She looked back over her shoulder at the silent man following their progress through the house.
“Indeed he did. He is a favorite with our housekeeper.”
“It’s easy to understand why. Gio’s a little charmer.”
“Signora!” Gio exclaimed in the long-suffering tone only an eight-year-old boy could affect so perfectly.
“Do not tell me it embarrasses you to discover your favorite teacher also holds you in high regard,” his father teased him.
The boy shrugged, blushing, but said nothing. Faith’s heart melted a little more toward him. He would make such a wonderful stepson and big brother. But she was getting ahead of herself. By light-years.
“So, what are we having for dinner?” she asked.
Especially after realizing Tino had not intended to invite her to dinner. That he had, in fact, been wholly ignorant of her relationship with his son and mother.
“Wait until you see. I got to stuff the manicotti. The filling is yummy.”
Giosue was right, the manicotti was delicious. As was everything else, and the company wasn’t bad, either. Tino started off a little stiff, but being around his son relaxed him. As hard as he so plainly tried to keep things between himself and Faith distant, his usual behavior got the better of him. He touched her when he talked to her, nothing overtly sexual.
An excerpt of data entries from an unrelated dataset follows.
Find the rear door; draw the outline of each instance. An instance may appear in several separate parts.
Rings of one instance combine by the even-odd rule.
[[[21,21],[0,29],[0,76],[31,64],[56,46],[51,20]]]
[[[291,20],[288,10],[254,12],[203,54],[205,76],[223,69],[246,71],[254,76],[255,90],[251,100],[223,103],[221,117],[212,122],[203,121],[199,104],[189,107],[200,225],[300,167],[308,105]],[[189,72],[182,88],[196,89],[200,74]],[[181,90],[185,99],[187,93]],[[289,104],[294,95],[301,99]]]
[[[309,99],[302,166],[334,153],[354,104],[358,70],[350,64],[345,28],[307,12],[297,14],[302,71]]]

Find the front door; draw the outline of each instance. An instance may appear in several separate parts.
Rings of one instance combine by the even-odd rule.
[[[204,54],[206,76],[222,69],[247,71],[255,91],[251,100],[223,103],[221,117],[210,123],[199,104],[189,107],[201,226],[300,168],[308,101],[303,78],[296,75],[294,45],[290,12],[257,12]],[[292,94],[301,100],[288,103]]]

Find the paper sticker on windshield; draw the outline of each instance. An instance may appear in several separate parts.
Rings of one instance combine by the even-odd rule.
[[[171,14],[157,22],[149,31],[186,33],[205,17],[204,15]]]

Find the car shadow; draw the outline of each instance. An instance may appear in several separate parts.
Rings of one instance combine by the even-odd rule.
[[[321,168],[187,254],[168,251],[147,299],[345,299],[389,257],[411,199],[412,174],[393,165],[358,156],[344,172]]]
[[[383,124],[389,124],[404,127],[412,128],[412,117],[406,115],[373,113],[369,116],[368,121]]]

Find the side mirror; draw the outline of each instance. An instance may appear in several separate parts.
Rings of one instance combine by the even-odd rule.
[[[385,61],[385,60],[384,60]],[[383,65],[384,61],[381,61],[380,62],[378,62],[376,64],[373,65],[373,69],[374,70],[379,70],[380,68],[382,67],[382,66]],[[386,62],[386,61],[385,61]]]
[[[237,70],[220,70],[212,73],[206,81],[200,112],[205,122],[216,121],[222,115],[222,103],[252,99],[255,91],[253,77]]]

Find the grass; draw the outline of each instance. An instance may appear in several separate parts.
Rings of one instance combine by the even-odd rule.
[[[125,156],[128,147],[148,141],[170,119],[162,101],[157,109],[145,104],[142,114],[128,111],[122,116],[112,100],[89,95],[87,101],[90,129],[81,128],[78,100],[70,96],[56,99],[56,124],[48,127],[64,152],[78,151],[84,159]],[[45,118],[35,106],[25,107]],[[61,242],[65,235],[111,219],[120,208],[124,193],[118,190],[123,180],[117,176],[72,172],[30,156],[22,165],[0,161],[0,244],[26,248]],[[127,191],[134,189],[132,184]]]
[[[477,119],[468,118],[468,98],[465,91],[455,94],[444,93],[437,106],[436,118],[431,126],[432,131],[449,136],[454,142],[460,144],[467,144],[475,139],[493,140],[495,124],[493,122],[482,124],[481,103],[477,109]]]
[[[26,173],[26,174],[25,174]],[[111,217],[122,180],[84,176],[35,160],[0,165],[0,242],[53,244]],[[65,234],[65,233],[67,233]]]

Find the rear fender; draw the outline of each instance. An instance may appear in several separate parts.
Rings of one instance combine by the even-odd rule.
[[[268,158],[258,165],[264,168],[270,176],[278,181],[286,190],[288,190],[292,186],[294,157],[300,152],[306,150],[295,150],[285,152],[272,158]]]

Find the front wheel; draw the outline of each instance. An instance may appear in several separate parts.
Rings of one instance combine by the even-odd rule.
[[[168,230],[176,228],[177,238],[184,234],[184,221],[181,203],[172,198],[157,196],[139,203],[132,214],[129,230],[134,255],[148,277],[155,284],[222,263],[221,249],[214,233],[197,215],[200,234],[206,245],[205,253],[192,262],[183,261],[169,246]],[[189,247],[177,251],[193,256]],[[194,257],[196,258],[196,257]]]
Just the normal affectionate-Sicilian-nature style, but it felt good—right.
Gio asked tons of questions about her art, questions there wasn’t time for during class. Several times she caught Tino looking surprised by her answers. But then, he knew almost nothing about that part of her life. For the first time that really bothered her. Her art made up the biggest part of her life and he was sadly ignorant of it.
That realization, more than anything else, put the nature of their relationship into perspective. While his behavior lately might indicate it was changing, theirs was still primarily a sexually based connection.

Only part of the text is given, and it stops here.